There are around 3.9m renters and 1.4m landlords in the UK.
That's a lot of delicate relationships requiring careful management to ensure all parties are happy: tenants rely on their landlords to provide a safe, habitable place to live, landlords rely on their tenants to keep their properties in good nick and cough up their rent every month.
Popular consensus would paint landlords in a pretty unflattering light: money-grubbing characters darkening doorsteps and demanding extortionate rent payments while their hard-done-by tenants live in squalor.
And sure, if you've been to some parts of the UK – especially London – this isn't too far from the truth.
However, the reality may actually be much rosier.
According to deposit protection firm MyDeposits, only 1.5% of all bonds placed with it end up with an issue that needs independent resolution.
Some 60% are returned in full and around 38% are returned with deductions agreed by both the landlord and their tenants.
Basically, if your landlord's happy, you're probably not going to have any problems.
Plus, keeping your landlord sweet means they're more likely to be on it when it comes to requests for repairs or special considerations.
Here, private landlords give us the skinny on good tenancy etiquette.
The obvious basics
"Pay your rent on time and don't trash the place," says 32-year-old landlord Ryan Smith from Exeter.
"It's not rocket science, but you'd be amazed the number of times I've had to chase rent payments from tenants.
"It's so aggravating, especially when they then ask for something like a new appliance. You keep your end of the agreement, I'll keep mine."
Read your tenancy agreement – properly!
This sounds simple, but according to the National Landlords Association (NLA) around 40% of tenants don't bother doing this.
"This is normally the main cause for issues that occur between them and their landlords," says the NLA's head of policy Chris Norris.
"Simply put, the easiest way to keep your landlord happy is to read and understand your tenancy agreement before you sign it and move in."
Don't be sneaky
If your contract says no pets, that means no pets. Landlords aren't idiots (generally) and can tell if a cat or a dog has been rubbing its pungent smell into the carpet over a prolonged period of time.
"I went to do a routine inspection at my rental property and the tenant told me she was just watching her friend's cat for the weekend," says Sarah Franklin from Edinburgh.
"That would have been fine, except it was quite obvious that cat had been there for a long time. I lost all trust in my tenant after that."
The same applies to subletting. If you're planning on being away from the property for an extended period, let your landlord know – you might be able to work something out.
Subletting without the proper paperwork in place can be a total legal nightmare if something goes wrong.
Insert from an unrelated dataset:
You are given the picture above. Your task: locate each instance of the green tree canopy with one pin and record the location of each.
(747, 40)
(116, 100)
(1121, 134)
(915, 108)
Get to know your neighbours
Knowing your neighbours has lots of benefits. You'll have someone to keep an eye on your place while you're away and to sign for deliveries if you're not in, plus it demonstrates your commitment to being a part of the local community, which makes you look like the responsible sort.
Geraldine Murphy, an 'older' landlady from Cardiff (her words), used to live in her rental property and is still friendly with the neighbours.
"They always tell me if a tenant has popped round to say hello or gives a friendly wave in the morning. I find it reassuring."
Also, be on good terms with your neighbours and they'll be more likely to take up any complaints with your directly – such as a noisy dog or loud music – instead of reporting it to your landlord.
Don't forget the garden
If you've got a garden, check whether your agreement covers its maintenance.
"It's all well and good keeping the gaff tidy," says Ryan, "but it's mighty frustrating if you let the garden turn into a jungle."
Take your stuff with you
"Some tenants think they're being helpful by leaving items such as crockery or bedding behind," says south Wales-based landlady Gillian Thomas, "but it's just a massive inconvenience. I've got better things to do than sort your junk out before new tenants arrive."
Say if something goes wrong
Some tenants are worried about reporting issues because they don't want to create trouble, but as the NLA's Chris Norris says, they needn't be.
"Landlords won't look to evict you for reporting issues or repairs that are necessary. On the contrary they are more likely to be grateful – letting them know as soon as you notice something will probably save them money, so make sure you do it before it gets out of hand.
"Leaving or letting things fester could mean a more expensive issue for your landlord to remedy in the long run."
Sort out your bills
Make sure all your utilities are accounted for and paid up while you're living in the property, and all final bills are settled before you move out.
"I had one tenant who sorted absolutely nothing in the way of bills during the entire duration of their tenancy," says Sarah.
"When she moved out I was hit with all sorts of demands and legal threats from utilities providers. It was a complete nightmare, but eventually we tracked her down and she was liable for a huge sum of money."
Treat the place as if it were your own
"I think sometimes tenants see their rental property as a crash pad – because it's not really theirs they don't really care about it," says Jo Turner from Hereford, who's been renting out her flat for more than a decade.
"I know some landlords are simply property tycoons and don't really care what happens as long as they get their cash, but for others – like me – their property is an investment and often full of treasured memories.
"Treat it with respect and you'll be respected in kind."